Mekana girip boş bir masaya yerleştik hepimiz. Buraya geldiğimizi görünce nisa başta mırınkın etmiş ve gelmek istememişti ama benim buraya gelme amacım başkaydı. Tamam burası her şeyin bok yoluna dönmesine sebep olan kafeydi ama yine de burada görmem gereken biri vardı ayrıca gözlüğüm hala buradaydı ulan.
"Ya bu kansız nasıl bir psikopatta seni gelip birde barda arıyor ve sen bize bunu şimdi söylüyorsun? Önceden söyleyecektin de bak bu sefer onu o kampüsün her köşesinde sikmiyor muydum?" Ata sinirlenmiş bir derece yüksek dozda bana bağırırken hiçbir şey demedim. Aslında bundan bahsetmeyecektim ama artık böyle olayları gizlemenin bir anlamı olmadığını fark etmiştim.
"Efe farkında mısın bu git gide psikopatça bir hal almaya başlıyor gibi bir önlem şart gibi artık?" Batu haklı olabilirdi ama nasıl bir önlem alabilirdim ki? Homofobik bir yerde bana kim yardım ederdi? Tamam başta yardım alırdım ama sonra işin derinine ineceklerdi ve daha sonrasında belki de her şey daha kötü olacaktı?

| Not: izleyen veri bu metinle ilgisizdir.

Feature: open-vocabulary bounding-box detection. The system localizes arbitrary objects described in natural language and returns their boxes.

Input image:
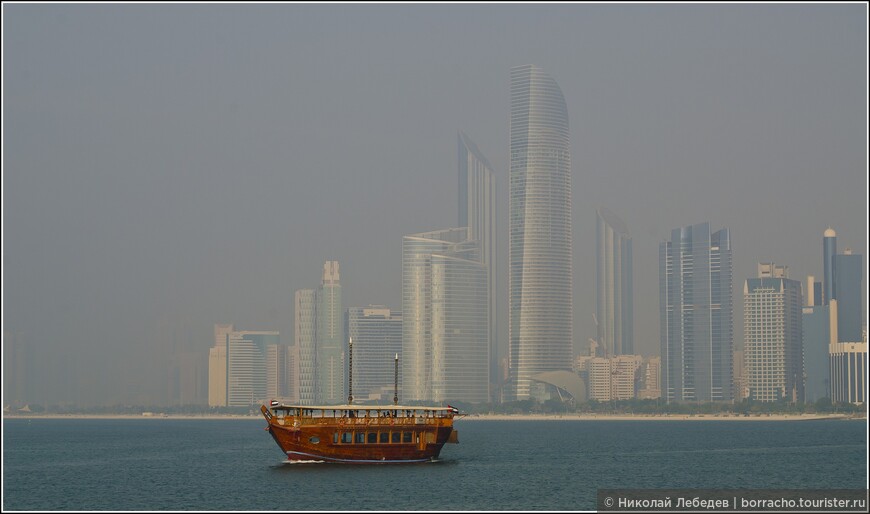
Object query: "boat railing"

[276,414,451,426]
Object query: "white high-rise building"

[226,331,280,407]
[509,65,574,400]
[401,227,489,403]
[347,305,402,401]
[595,207,634,356]
[293,289,316,405]
[314,261,347,405]
[459,132,498,400]
[743,263,804,402]
[208,324,233,407]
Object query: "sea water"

[2,417,867,511]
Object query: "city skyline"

[3,4,868,403]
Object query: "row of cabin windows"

[332,432,420,444]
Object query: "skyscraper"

[458,132,503,400]
[347,305,402,400]
[834,248,864,343]
[226,331,280,407]
[595,207,634,355]
[401,227,489,403]
[208,325,233,407]
[743,264,804,402]
[510,65,573,399]
[801,302,836,402]
[659,223,734,402]
[822,227,837,305]
[293,289,317,405]
[314,261,347,405]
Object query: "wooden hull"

[261,406,456,464]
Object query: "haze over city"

[3,4,868,406]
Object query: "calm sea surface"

[3,418,867,511]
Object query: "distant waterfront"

[3,413,867,421]
[3,416,867,511]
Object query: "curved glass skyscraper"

[510,65,573,400]
[595,207,634,356]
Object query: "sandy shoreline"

[3,413,867,421]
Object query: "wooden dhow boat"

[260,341,461,464]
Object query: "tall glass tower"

[659,223,734,403]
[834,248,864,343]
[401,227,489,403]
[595,207,634,356]
[509,65,573,400]
[294,289,317,405]
[743,263,804,402]
[822,227,837,305]
[459,132,504,399]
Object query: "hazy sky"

[2,3,868,403]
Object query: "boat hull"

[261,406,456,464]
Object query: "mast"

[393,353,399,405]
[347,337,353,405]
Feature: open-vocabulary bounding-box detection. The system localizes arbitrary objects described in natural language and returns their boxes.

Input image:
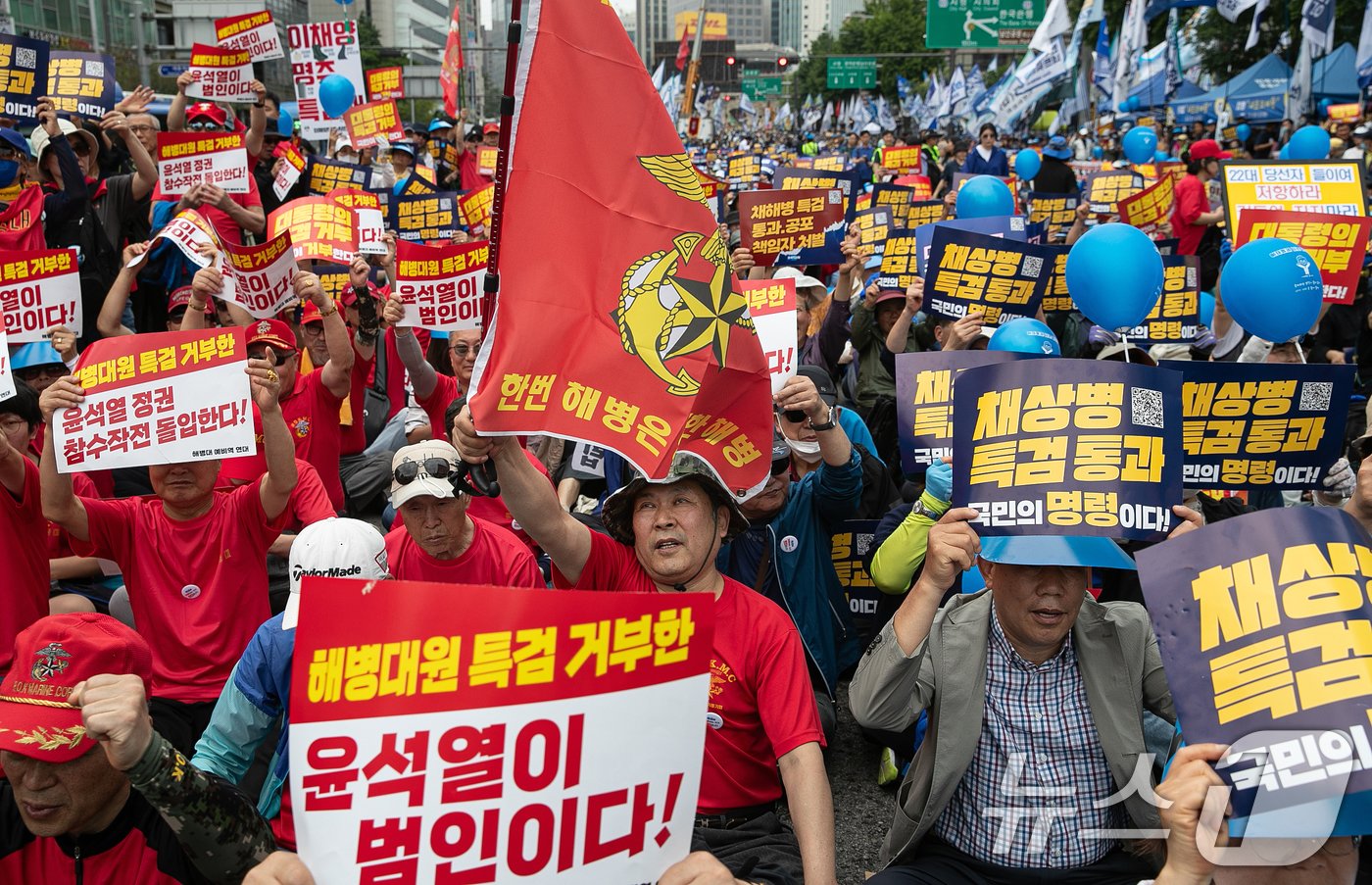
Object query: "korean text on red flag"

[395,240,490,330]
[49,328,254,473]
[291,576,713,885]
[0,248,83,344]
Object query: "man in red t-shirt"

[385,439,546,589]
[0,381,51,673]
[454,411,836,885]
[35,360,296,756]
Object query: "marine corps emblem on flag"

[611,154,754,397]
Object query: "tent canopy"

[1167,54,1291,123]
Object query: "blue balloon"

[1066,223,1162,330]
[957,175,1015,219]
[319,74,357,120]
[1287,126,1330,159]
[1200,292,1214,329]
[987,317,1062,357]
[1015,148,1043,181]
[1124,126,1158,164]
[1218,237,1324,342]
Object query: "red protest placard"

"İşin gerçeğini öğrendiklerinde her şey daha kötü olacak Batu biliyorsun." Biliyorum benim için hepsi endişeleniyorlardı ama elimden hiçbir şey gelmiyordu ve benimde imkanlarım kendimi korumakta bir yere kadardı ama bir şey olacağını düşünmüyordum havlayan köpek ısırmıyor çünkü.
"Bu can sıkıcı konuyu siktir edin biz buraya niye geldik?" Nisanın her zamanki gibi bu konuda içi daralmış olmalıydı ki hemen konuyu değiştirmek istemişti. Geldiğimizden beri etrafıma bakıyordum ama onu görememiştim.

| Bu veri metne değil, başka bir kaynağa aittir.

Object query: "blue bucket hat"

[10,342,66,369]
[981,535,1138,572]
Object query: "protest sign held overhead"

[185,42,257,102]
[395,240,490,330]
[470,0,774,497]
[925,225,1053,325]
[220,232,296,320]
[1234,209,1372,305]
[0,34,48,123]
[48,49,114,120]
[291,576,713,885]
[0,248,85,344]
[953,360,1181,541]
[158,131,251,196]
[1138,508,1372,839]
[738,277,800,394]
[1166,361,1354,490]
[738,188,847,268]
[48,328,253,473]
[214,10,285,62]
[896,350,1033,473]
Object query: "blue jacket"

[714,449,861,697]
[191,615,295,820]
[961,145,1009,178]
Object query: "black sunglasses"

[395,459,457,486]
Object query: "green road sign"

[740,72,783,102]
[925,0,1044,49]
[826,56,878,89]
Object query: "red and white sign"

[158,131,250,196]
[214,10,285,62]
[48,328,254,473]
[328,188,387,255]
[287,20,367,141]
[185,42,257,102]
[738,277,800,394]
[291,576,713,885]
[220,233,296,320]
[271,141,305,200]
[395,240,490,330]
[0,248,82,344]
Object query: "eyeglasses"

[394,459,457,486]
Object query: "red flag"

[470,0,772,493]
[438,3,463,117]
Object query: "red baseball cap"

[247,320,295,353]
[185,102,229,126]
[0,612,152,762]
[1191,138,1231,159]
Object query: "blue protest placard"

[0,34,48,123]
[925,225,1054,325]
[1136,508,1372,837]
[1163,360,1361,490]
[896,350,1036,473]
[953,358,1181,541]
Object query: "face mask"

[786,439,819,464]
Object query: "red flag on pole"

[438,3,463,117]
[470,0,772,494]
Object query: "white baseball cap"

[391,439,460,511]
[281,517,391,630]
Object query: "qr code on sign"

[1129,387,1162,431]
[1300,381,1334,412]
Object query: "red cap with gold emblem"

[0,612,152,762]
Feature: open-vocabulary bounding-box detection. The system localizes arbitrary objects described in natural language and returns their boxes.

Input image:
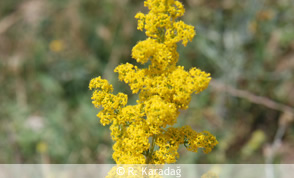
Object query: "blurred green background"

[0,0,294,163]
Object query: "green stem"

[146,135,156,164]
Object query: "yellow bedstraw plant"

[89,0,218,164]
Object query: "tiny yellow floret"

[89,0,218,164]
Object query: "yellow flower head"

[89,0,218,164]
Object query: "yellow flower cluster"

[89,0,218,164]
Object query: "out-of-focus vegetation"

[0,0,294,163]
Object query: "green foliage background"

[0,0,294,163]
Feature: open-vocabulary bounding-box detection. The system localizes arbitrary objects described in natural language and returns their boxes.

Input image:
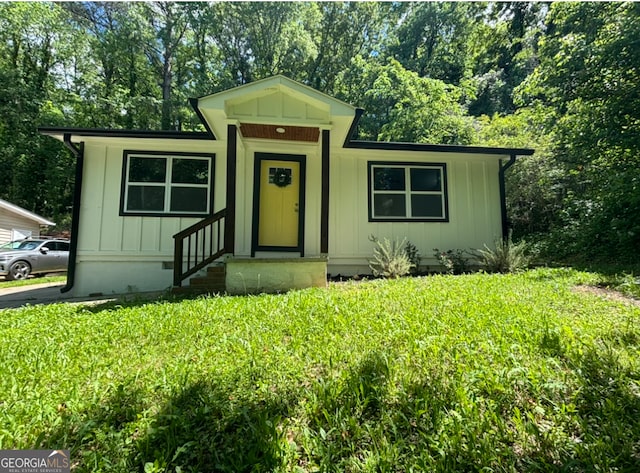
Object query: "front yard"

[0,269,640,472]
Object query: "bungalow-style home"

[0,199,55,245]
[40,76,533,295]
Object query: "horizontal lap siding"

[329,150,501,270]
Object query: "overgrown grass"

[0,274,67,289]
[0,269,640,472]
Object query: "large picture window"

[369,161,449,222]
[120,151,214,216]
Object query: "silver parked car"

[0,238,69,281]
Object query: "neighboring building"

[40,76,533,295]
[0,199,55,245]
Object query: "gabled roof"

[0,195,55,225]
[197,74,356,116]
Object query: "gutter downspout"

[60,133,84,294]
[498,154,516,240]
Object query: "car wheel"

[7,261,31,281]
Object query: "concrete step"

[174,264,226,294]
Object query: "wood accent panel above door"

"Konuyu dağıttınız daha bitirmemiştim. Ben bunu barda görünce o beni görmeden saklandım daha sonra benim olduğum yere doğru gelince önümden geçen birinin ayaklarına sarılıp onu önümde siper ettim biraz. " Hepsi şaşkın şaşkın bana bakıyordu ve bu görüntü oldukça komikti.

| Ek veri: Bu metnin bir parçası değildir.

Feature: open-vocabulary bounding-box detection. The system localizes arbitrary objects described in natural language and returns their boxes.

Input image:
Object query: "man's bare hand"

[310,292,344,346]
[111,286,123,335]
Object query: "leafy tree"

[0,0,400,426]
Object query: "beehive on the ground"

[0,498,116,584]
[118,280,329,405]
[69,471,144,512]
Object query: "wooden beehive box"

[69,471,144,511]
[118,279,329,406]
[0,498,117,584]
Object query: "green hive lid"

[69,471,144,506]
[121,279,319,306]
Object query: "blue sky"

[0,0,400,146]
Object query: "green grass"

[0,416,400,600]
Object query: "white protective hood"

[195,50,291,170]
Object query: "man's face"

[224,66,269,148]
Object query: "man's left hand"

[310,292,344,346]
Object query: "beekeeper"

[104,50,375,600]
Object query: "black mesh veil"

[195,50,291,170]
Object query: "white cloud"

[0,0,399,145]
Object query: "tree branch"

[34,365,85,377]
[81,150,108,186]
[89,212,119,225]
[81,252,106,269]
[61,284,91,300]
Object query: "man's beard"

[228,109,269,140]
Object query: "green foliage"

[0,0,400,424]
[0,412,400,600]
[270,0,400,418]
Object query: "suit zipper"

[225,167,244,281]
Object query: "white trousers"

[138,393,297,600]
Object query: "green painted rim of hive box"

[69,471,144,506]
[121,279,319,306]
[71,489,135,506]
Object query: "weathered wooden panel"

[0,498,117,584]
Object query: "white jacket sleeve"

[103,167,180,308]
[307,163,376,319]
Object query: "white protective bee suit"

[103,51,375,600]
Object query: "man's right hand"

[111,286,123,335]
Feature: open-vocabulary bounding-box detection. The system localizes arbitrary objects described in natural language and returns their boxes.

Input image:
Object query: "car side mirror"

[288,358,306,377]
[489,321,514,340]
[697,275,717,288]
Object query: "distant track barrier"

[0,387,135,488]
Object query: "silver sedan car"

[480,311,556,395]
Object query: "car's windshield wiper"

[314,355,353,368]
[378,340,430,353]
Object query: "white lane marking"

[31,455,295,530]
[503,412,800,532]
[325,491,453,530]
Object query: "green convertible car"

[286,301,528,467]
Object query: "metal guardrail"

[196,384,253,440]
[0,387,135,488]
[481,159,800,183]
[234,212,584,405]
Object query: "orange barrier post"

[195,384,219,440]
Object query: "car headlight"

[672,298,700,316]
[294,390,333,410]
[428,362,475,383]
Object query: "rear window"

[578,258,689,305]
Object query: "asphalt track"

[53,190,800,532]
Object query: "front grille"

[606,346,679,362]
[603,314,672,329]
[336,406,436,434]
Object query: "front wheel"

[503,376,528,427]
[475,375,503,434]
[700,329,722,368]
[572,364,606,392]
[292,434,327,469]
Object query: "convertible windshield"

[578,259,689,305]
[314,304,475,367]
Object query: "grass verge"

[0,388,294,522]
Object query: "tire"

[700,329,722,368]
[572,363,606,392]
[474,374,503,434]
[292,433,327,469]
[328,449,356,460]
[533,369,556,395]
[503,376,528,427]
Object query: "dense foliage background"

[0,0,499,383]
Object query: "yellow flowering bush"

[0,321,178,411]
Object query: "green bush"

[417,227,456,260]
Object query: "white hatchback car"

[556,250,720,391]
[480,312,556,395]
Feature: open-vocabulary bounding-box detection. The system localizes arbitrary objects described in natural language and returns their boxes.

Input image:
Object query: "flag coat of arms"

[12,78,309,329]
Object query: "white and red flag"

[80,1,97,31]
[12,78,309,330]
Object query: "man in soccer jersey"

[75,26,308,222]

"Olum dizi film mi çekiyoruz amk noluyor?" Batu'nun bu haklı tepkisi beni sadece güldürmüştü.
"Yani kısacası ben o çocuğu daha önce burada çalışırken görmüştüm bunu teyit etmek için sizi buraya getirdim." Bir yandan konuşurken bir yandan da gözlerim etrafta gezen garsonlardaydı ama hâlâ onu görebilmiş değildim.
Batu hangisi diye sorduğu sırada kapıdan giren çocuk dikkatimi çekmişti bile. Kendine has bir çekiciliği vardı insan ister istemez gözlerini ondan ayıramıyordu.
Ona baktığımı hissetmiş olmalıydı ki gözlerimiz birleşti. Uzakta olduğu için gözlerinden geçen duygulardan emin olamıyordum. "Sakın hepiniz aynı anda dönmeyin şu kapıdaki çocuk."
Hepsi aynı anda çocuğa baktıklarında yine düştüğümüz rezil durum neden onlarla arkadaşlığımı sürdürdüğümü sorgulamama neden olmuştu yalan değil.
"Ya siz andaval mısınız? Allahtan aynı anda bakmayın dedim." Çocuğa tekrar baktığımda gülüp bir garsonu durdurmuş ve bizi gösterip bir şey söylemişti. Garson o her ne dediyse başını sallayıp bize doğru gelmeye başlamıştı.
İşte şimdi kesin kovulmuştuk zaten dün çocuğa yapışmıştım bugünde onu izleyen sapığı gibi olmuştum kesin böyle düşünüyordu. "Aman Efe sakin ol biraz ne olmuş hepimiz aynı anda baktıysak olur böyle şeyler."
Tam ağzımı açıp bir şey söyleyecektim ki masaya gelen garson ile sustum. "Bir şey mi istemiştiniz efendim?" Hepsi mal mal bakarken daha da rezil olmamak için hepimize bir kahve söyleyip sanki garson çağırmışız gibi davrandım.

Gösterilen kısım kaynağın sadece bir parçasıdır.